Home > Uncategorized > Climate Reference Network: package crn 1.0

Climate Reference Network: package crn 1.0

I’ve just finished and uploaded another climate data package for R. This one focuses on  CRN the climate Reference Network

Here is their home page


The package for now is really simple, but all of the packages  I’m building are getting simpler. In the end ( whenever that is ) I think I’ll end up with a host of packages that manage the downloading of data and the formating of it into “analysis friendly” formats.  The CRN posed an interesting challenge. They have hourly data and  over 30 measurands.  Going forward I’m seeing a collection of packages that looks like this: a series of packages that takes online climate data and reformats it into some standard formats that a few of us have been converging on.  In an OOP design they will become the core objects. Then we have a series of functions for doing basic spatial and time series stats, and we have our spatial tools and Time series tools.  Here is the package line up as of today

1. RghcnV3:   data formation and analysis

2. CHCN ( enviroment canada data )

3. Ghcndaily:  ghcn daily data

4. crn : climate reference network

5. Metadata.

Over time the goal will be to refactor RghcnV3 and strip out the analysis part of it into a separate package. All the data formating packages thus would have a common set of formats and objects and then analysis code would be written as methods on that.. eh well thats the dream

So here is what you can do with the crn package today. There are 3 core functions:  downloadCRN, collate*, and writeDataset().  The download function does all the heavy lifting to download both daily and hourly data from CRN. Data starts in the year 2000 and extend to today. The downloadCRN function uses RCurl to get the directory listings from the ftp and create the download lists. Then the process of downloading the 1000 + files starts.

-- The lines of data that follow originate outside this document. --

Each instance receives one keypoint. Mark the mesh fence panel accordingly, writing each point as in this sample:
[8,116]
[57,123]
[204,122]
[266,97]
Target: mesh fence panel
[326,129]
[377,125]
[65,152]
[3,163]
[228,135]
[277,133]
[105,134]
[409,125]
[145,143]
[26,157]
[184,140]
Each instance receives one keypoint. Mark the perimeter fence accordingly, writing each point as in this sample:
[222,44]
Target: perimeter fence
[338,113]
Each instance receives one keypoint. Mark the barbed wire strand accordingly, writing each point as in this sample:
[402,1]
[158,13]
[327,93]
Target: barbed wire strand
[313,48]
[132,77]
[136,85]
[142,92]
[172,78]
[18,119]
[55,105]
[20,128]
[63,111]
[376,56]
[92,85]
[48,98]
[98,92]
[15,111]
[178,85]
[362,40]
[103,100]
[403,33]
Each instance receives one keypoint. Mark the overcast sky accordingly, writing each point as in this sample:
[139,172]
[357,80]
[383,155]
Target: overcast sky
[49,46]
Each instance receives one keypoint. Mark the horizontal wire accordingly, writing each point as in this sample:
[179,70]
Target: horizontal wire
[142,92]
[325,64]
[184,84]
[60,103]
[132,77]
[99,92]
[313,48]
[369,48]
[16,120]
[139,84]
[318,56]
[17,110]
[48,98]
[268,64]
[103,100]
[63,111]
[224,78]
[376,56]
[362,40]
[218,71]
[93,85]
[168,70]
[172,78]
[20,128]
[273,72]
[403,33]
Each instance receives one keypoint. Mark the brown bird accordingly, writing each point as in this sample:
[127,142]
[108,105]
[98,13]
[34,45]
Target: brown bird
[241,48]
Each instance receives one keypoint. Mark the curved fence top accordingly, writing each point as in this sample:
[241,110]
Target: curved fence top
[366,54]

The function lets you control whether you want daily files or hourly. I just get both.  the data comes in station files. One file for every station for every year.  The  next step  we take is to collate these files into one monolithic file. One file that contains the data for all the stations. For daily data we use collateDaily() and for hourly data we use collateHourly().  These functions have two side effects. They write a consolidated datafile and a metadata file that records station names, lat/lon and Id number. In the case of the hourly data this file is quite large over 1GB. Moreover the file contains all the variables:  T min, tmax, solar radiation, soil temperatures.  The last function turns these monolithic files into what we are used to. Files with one variable for all stations.  That function is  writeDataset(). The function operates on either hourly or daily files and collects  a single variable such as T_MEAN.  the function is defined like so

writeDataset(filename, cnames = colnamesDaily, varname = “T_DAILY_MEAN”)

The first variable filename  is supplied to point to either the monolithic daily data or hourly data. the next variable “cnames”  points to the column names of the dataset. These are predefined as constants for the package. the last variable “varname” is the variable you want to collect. When you run this function the side effect is a file is written contain all the T_DAILY_MEAN data for every station. Effectively the package allows you to download the CRN data and build subsets of data from the huge collection. There are over 30 climate variables available, so I constructed the tool so that you can build datasets from the source data.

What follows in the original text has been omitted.